By Hien Bui
On Oct. 8, California became the first state to establish an ethnic studies graduation requirement for public high schools when Gov. Gavin Newsom signed Assembly Bill 101 (AB 101). Starting with the class of 2030, the state’s 1.7 million public high school students (including charter schools) will need a semester-long ethnic studies class to graduate.
“America is shaped by our shared history, much of it painful and etched with woeful injustice,” Newsom wrote in his signing message. “Students deserve to see themselves in their studies, and they must understand our nation’s full history if we expect them to one day build a more just society.”
School districts are expected to start offering the courses by the 2025-2026 academic school year. Individual districts are ultimately in charge of what they choose to teach but can select from the sample lessons in the nearly 900-page model curriculum approved by the California Department of Education.
California school districts already offered hundreds of ethnic courses electives with some, like the San Diego, San Francisco, Fresno and Los Angeles Unified school districts, making the classes a requirement long before the statewide requirement.
Previous drafts of the state’s teaching guide and local districts’ efforts to establish ethnic studies curriculums have faced criticism over curriculum content.
In 2019, AB 101’s teaching guide was sent back for revision with concerns of being too left-leaning, full of academic terminology and lacking in Jewish American, Sikh and Armenian history.
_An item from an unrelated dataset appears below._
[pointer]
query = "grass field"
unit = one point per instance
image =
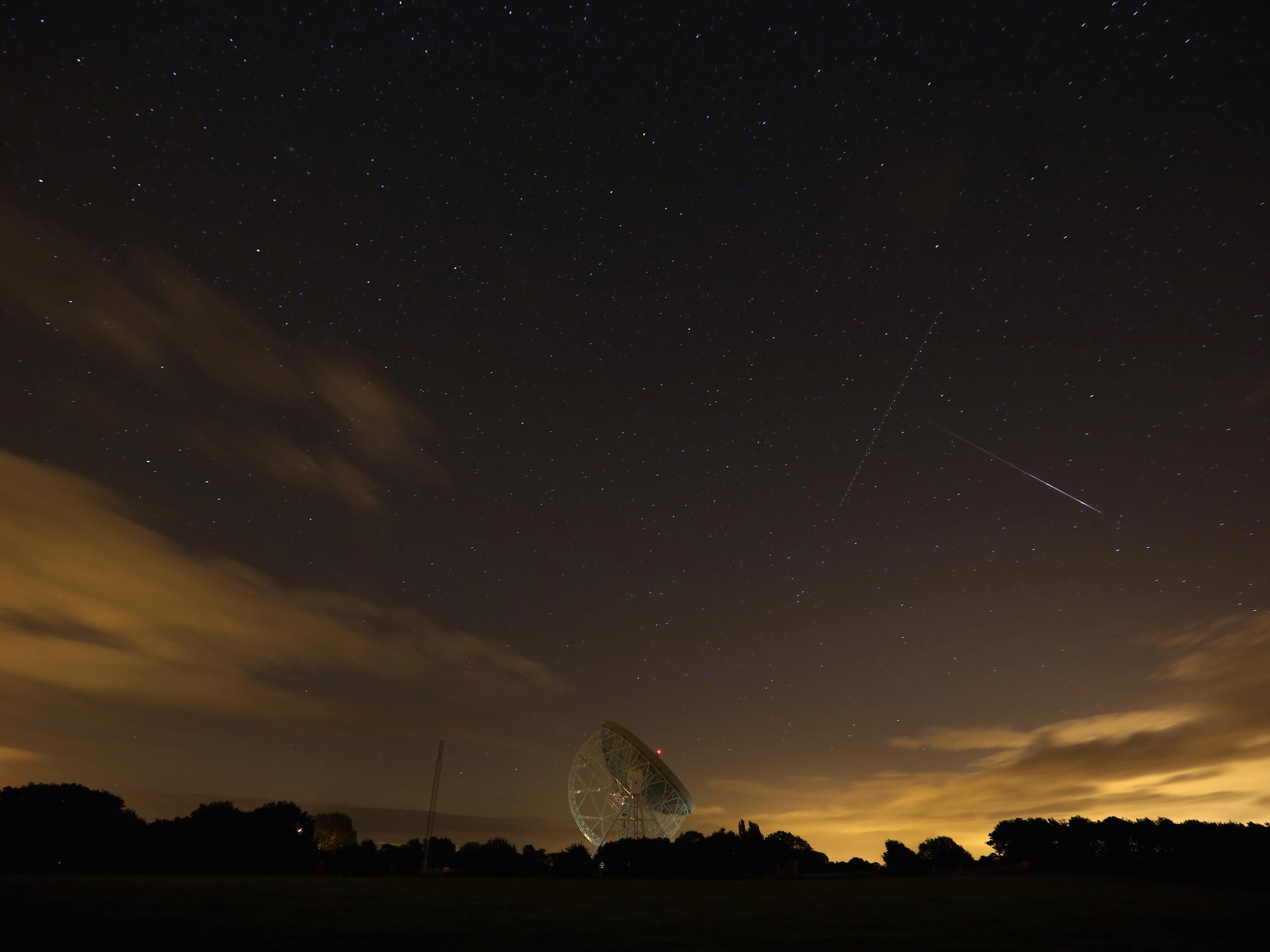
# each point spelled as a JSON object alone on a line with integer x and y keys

This preliminary plan only covered the four groups—African Americans, Chicanos and Latinos, Native Americans and Indigenous people and Asian Americans and Pacific Islanders—that had already been the focus of higher education ethnic studies.
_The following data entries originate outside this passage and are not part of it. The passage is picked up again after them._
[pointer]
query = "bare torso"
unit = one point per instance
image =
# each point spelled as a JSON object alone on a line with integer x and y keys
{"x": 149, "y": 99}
Continuing disagreements over the high school curriculum were cited as a reason for Newsom’s veto of an earlier draft of the bill in 2020.
Opponents of earlier drafts of the curriculum and attempts to require the course for graduation in local school districts cited concern over the promotion of “critical race theory”, an academic concept that argues that racism is ingrained in America’s laws and institutions.
The final version of AB 101 was passed with overwhelming approval in both the Assembly and Senate. The five diversity caucuses of the California State legislature stated unanimous support, writing in a joint statement that, “Requiring ethnic studies in high school is an integral part of cultivating a classroom environment that is accepting of diversity.”